Blame the employee” defense rejected by 11th Circuit
The 11th circuit has made it very clear that an employer who knew that an employee was underreporting their works hours cannot escape liability under the Fair Labor Standards Act claim.
The Fair Labor Standards Act (FLSA) requires employers to pay their employees for overtime. If an employer knew its employee underreported his hours, it cannot still assert equitable defenses based on the employee’s own conduct in underreporting as a total bar to the employee’s Fair Labor Standards Act claim.
Santonias Bailey was an employee of TitleMax, Georgia. He worked overtime hours for which he was not paid. At the direction of his supervisor, who told him that TitleMax did not pay overtime, he regularly worked off the clock. The same supervisor also repeatedly edited Mr. Bailey’s time records to report fewer hours than he actually worked. Bailey eventually brought a lawsuit suit against TitleMax under the FLSA, which requires employers to pay their employees for overtime.
TitleMax argued and put the blame of unpaid overtime on Bailey.

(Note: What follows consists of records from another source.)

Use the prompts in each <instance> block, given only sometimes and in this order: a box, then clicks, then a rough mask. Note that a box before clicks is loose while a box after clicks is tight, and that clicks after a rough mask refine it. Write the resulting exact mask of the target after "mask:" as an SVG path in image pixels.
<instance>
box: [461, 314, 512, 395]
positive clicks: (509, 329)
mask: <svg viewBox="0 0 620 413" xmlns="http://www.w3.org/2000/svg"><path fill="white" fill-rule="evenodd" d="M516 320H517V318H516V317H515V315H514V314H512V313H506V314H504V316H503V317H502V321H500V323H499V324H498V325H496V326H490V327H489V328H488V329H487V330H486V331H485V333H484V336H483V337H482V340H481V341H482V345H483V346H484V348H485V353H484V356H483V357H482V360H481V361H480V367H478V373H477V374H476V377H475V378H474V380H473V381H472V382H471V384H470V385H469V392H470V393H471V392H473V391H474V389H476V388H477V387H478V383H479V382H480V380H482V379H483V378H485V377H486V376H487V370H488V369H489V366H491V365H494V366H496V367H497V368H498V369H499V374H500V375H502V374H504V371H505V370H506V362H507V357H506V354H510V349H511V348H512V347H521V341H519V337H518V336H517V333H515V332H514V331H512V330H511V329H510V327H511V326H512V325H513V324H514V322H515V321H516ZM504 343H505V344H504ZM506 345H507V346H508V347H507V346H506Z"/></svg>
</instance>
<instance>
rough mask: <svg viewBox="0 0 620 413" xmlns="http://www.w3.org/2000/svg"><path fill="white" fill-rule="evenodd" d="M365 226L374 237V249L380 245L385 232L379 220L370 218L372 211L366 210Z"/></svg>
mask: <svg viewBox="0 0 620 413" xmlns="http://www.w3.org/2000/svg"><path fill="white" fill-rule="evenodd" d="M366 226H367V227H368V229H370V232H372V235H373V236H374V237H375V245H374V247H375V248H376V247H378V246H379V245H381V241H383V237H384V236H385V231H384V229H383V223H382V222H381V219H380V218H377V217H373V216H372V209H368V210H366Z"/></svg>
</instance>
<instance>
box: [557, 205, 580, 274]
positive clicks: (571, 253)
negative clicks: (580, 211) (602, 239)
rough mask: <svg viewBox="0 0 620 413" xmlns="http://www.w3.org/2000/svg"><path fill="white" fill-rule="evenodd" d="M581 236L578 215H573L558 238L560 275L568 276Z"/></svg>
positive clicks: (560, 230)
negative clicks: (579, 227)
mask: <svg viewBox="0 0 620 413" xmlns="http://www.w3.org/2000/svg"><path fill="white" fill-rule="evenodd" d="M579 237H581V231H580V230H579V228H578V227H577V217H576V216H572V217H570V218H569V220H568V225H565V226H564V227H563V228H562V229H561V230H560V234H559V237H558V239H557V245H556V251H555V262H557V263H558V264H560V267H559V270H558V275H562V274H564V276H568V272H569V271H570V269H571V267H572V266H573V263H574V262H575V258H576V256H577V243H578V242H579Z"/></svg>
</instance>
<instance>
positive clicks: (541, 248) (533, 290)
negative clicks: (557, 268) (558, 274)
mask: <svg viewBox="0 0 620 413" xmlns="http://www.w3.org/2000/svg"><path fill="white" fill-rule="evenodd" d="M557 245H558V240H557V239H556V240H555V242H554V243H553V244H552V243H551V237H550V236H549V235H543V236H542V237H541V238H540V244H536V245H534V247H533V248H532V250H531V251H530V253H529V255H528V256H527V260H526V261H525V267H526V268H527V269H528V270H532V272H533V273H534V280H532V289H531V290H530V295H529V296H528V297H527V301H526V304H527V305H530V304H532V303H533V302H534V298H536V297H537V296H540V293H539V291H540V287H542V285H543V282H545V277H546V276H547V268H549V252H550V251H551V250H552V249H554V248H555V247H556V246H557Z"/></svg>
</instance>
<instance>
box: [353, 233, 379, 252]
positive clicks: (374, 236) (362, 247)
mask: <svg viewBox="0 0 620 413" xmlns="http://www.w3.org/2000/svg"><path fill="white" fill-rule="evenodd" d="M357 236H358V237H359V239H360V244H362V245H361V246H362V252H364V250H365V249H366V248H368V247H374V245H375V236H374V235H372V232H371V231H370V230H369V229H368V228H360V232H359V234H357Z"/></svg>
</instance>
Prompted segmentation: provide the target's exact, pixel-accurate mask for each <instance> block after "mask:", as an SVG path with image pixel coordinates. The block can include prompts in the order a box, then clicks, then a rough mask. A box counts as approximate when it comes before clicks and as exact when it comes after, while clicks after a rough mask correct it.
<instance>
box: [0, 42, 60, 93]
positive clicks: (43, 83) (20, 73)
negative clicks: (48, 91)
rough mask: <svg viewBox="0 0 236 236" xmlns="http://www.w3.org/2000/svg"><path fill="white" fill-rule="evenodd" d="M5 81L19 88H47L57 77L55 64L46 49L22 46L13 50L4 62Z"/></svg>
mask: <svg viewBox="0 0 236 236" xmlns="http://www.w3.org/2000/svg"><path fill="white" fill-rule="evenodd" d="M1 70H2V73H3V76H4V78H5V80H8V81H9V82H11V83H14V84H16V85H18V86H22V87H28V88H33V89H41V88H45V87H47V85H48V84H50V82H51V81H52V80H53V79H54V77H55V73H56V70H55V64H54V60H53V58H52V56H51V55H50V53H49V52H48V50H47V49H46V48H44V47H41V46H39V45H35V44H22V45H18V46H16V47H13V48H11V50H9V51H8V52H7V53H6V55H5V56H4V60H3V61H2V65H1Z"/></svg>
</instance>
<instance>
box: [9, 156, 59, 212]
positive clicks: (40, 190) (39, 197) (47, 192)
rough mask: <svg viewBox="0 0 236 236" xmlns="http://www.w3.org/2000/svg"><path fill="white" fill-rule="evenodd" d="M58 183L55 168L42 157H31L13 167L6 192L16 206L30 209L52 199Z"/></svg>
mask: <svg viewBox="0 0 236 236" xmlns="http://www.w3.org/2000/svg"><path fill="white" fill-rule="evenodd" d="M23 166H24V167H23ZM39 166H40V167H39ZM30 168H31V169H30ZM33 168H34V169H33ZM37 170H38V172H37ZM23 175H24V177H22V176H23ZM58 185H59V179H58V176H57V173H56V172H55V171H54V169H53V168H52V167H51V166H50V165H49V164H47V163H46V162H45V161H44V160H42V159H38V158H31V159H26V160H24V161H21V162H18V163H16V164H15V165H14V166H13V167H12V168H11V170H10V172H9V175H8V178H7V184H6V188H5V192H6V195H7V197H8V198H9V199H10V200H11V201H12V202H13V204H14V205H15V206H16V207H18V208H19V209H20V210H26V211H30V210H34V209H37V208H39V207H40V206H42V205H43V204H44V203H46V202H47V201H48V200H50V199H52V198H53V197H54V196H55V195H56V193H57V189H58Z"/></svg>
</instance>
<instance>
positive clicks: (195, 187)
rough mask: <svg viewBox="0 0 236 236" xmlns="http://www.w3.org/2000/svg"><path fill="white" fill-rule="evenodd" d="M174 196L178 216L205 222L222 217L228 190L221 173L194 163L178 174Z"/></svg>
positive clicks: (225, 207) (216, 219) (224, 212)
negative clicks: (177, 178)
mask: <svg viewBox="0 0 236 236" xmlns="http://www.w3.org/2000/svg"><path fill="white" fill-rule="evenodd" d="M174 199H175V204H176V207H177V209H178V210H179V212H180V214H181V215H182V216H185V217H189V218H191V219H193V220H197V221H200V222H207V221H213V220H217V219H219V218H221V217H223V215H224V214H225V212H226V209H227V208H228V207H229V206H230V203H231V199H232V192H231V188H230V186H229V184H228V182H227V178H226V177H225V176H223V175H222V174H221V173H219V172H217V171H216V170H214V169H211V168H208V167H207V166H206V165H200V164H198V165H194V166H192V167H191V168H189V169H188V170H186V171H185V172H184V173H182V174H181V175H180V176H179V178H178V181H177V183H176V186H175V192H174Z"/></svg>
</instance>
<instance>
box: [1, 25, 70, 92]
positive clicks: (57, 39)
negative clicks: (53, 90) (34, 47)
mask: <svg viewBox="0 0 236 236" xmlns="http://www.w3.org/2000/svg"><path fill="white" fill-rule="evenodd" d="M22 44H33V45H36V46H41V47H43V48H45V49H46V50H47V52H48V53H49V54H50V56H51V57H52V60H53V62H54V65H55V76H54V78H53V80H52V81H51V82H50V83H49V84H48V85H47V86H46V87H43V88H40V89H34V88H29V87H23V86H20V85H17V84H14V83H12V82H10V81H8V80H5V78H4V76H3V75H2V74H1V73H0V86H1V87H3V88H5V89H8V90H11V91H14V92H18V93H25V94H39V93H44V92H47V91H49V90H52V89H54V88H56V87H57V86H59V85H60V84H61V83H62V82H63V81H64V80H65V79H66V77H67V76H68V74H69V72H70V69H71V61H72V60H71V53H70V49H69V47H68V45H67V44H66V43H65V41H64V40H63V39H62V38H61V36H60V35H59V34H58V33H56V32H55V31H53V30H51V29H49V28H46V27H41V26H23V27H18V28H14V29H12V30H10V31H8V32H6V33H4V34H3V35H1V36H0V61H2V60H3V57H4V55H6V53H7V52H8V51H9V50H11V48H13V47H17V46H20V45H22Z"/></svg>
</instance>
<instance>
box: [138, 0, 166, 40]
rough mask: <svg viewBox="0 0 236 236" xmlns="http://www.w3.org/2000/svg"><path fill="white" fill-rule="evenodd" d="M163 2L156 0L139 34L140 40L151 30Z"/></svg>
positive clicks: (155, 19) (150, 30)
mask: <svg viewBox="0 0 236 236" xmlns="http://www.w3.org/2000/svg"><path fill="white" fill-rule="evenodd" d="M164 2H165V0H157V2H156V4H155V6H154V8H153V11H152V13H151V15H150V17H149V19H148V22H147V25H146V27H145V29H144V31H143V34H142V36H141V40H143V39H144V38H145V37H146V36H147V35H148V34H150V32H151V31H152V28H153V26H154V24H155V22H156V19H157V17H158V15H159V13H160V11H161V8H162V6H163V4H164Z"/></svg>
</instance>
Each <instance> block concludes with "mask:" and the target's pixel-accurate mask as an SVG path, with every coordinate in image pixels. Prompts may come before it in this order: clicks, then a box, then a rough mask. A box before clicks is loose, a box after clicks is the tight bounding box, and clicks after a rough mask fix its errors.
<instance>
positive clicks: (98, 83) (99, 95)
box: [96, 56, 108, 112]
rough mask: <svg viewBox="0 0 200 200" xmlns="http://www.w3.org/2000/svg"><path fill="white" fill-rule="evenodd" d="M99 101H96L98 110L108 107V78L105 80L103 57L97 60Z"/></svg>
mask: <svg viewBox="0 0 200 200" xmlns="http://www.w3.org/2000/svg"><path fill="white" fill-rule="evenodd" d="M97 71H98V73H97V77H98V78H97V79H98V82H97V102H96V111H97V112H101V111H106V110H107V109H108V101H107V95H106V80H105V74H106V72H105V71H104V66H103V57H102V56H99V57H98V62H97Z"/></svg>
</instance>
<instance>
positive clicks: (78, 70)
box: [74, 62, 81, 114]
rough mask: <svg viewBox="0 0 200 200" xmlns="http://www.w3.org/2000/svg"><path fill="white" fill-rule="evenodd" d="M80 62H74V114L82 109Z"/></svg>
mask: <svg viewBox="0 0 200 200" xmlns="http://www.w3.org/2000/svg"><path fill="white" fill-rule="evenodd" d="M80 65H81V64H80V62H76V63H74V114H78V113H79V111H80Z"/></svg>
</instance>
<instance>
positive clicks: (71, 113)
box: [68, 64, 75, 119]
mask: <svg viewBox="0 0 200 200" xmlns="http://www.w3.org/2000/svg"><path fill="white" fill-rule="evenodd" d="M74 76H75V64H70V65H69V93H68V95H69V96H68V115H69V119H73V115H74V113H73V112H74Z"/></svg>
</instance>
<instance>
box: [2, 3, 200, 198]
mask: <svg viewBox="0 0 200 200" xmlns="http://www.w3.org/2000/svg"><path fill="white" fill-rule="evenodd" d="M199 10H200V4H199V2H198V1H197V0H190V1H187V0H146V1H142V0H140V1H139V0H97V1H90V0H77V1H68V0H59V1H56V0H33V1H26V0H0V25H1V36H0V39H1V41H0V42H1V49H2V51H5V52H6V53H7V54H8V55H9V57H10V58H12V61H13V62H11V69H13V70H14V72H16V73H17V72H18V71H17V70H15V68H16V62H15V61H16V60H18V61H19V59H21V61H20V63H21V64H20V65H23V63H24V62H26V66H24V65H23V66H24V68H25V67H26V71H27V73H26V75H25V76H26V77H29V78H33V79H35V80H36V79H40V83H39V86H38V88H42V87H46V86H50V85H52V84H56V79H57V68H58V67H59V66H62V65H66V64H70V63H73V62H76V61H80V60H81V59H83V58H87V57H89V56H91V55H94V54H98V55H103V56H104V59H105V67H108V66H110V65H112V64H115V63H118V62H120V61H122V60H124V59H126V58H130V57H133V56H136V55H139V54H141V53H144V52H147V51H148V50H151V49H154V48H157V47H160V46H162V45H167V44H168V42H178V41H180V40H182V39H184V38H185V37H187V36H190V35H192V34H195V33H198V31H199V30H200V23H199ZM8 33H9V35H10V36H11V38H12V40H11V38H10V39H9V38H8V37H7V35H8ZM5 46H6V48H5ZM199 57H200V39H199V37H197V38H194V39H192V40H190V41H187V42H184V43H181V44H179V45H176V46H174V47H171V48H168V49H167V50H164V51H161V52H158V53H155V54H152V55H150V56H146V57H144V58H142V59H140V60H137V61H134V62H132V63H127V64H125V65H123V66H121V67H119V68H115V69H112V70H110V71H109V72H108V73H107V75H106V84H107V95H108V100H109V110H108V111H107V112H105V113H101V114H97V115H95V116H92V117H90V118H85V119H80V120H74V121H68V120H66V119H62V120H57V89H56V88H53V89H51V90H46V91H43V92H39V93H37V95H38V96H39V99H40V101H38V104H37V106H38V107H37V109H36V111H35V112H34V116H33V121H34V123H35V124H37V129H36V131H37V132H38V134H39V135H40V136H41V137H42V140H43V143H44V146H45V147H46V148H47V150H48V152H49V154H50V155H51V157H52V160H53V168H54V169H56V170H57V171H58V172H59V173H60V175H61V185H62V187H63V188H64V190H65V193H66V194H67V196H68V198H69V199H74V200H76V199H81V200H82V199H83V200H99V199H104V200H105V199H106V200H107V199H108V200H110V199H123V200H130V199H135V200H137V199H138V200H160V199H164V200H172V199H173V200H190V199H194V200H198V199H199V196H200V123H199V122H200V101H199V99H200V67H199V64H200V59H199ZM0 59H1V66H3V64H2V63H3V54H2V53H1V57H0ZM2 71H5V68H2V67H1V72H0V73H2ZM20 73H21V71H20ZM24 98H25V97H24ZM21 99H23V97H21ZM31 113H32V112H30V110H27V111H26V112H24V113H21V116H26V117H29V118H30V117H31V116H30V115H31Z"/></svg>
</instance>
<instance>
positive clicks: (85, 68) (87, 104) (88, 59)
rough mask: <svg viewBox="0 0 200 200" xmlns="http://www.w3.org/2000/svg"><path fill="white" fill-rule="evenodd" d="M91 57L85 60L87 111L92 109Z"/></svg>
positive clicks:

TitleMax insisted that Bailey was responsible for any unpaid overtime, because he could have complained about his supervisor, but he did not. Further, the company claimed that Bailey did not follow TitleMax’s policies for ensuring accurate time records. While the District Court agreed with the employer’s argument, the 11th circuit rejected it and reversed the summary judgment granted in favor of TitleMax.
The court held that in an employee’s unpaid overtime suit under the Fair Labor Standards Act (FLSA), where he underreported hours by working off the clock and his supervisor changed his time records to decrease the number of hours he reported, his claim survived because he worked overtime without pay and the employer knew or should have known he worked overtime. Further, the unclean hands and in pari delicto defenses did not bar the employee’s FLSA claim, because the supervisor’s knowledge could be imputed to the employer, making it liable for the FLSA violation, since an employer cannot invoke equitable defenses based on underreporting to bar an employee’s FLSA claim where the employer knew or had reason to know that its employee underreported his hours.